1. Structures of a lithium battery cell, comprising a flexible pouch and two conductive tabs, the flexible pouch having an accommodating space and a being sealed side located at a periphery of the accommodating space; the two conductive tabs being inserted in the being sealed side and extended to the accommodating space, the being sealed side including a first sealing area and a second sealing area, the first sealing area and the second sealing area being sealed to form a side seal through a combination means; the first sealing area having a first binding force, and the second sealing area having a second binding force, wherein the second binding force is smaller than the first binding force, and gas accumulated in the accommodating space is discharged from the second sealing area.

2. The structures of a lithium battery cell according to claim 1, wherein the flexible pouch is an aluminum foil bag.

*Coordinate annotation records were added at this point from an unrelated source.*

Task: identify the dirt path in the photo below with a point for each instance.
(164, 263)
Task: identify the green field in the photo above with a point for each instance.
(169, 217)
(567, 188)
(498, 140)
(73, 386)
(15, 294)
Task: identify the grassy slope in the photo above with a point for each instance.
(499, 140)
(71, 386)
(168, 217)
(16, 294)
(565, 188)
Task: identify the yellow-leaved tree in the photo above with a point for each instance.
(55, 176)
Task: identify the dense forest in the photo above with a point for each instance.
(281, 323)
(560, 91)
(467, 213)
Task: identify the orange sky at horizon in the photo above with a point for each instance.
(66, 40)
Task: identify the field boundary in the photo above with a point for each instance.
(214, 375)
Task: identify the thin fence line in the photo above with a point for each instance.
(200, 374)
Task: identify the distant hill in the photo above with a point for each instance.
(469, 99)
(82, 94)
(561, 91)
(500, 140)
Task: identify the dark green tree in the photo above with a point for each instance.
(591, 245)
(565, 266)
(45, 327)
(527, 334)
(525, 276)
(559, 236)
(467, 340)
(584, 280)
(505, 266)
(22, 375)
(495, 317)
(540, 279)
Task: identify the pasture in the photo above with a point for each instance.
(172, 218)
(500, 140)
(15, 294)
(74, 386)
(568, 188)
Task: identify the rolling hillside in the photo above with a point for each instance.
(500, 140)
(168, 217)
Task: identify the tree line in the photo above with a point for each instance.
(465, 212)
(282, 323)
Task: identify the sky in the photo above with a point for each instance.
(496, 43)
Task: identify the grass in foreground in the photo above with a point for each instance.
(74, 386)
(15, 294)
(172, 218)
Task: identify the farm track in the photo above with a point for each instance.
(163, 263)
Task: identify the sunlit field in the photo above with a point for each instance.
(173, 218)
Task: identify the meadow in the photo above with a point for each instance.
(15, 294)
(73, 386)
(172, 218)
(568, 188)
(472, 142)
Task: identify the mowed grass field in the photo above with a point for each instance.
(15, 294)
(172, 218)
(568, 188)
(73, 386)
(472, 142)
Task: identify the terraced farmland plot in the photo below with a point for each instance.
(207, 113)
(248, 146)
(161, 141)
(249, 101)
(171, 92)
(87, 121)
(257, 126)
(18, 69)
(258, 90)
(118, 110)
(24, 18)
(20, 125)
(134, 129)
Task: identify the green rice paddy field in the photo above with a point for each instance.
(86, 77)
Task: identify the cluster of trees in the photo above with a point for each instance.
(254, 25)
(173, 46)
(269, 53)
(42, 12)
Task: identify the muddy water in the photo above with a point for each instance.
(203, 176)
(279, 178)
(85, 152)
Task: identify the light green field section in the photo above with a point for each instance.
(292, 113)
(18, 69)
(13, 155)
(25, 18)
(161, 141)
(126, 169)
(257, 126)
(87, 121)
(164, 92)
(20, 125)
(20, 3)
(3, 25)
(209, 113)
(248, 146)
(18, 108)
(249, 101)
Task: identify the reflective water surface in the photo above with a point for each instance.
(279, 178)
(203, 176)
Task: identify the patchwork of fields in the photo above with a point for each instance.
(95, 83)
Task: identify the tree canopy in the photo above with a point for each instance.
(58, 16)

3. The structures of a lithium battery cell according to claim 1, wherein the flexible pouch is folded and has a fold-edge located at a side of the accommodating space, the side seal includes two side-sealing edges located at the right and left sides of the fold-edge and an upper-sealing edge located at the opposite side of the fold-edge, and the two conductive tabs are inserted in the first sealing area of the upper-sealing edge.

4. The structures of a lithium battery cell according to claim 1, wherein the combination means include hot melt, ultrasonic-welding or adhesion.

5. The structures of a lithium battery cell according to claim 1, wherein the first sealing area and the second sealing area have different binding forces through different combination means.

6. The structures of a lithium battery cell according to claim 1, further including a first adhesive and a second adhesive, wherein the first sealing area is sealed through the first adhesive, the second sealing area is sealed through the second adhesive, and the adhesive force of the second adhesive is smaller than that of the first adhesive.

7. The structures of a lithium battery cell according to claim 1, further including an additive, wherein the second sealing area is disposed with the additive; the first sealing area and the second sealing area are provided with the same combination means; the binding force of the second sealing area is smaller than that of the first sealing area through deposing an additive.

8. The structures of a lithium battery cell according to claim 1, wherein the side seal includes an inner-sealing edge neighboring the accommodating space and an outer-sealing edge in parallel with the inner-sealing edge; the second sealing area is extended from the inner-sealing edge to the outer-sealing edge.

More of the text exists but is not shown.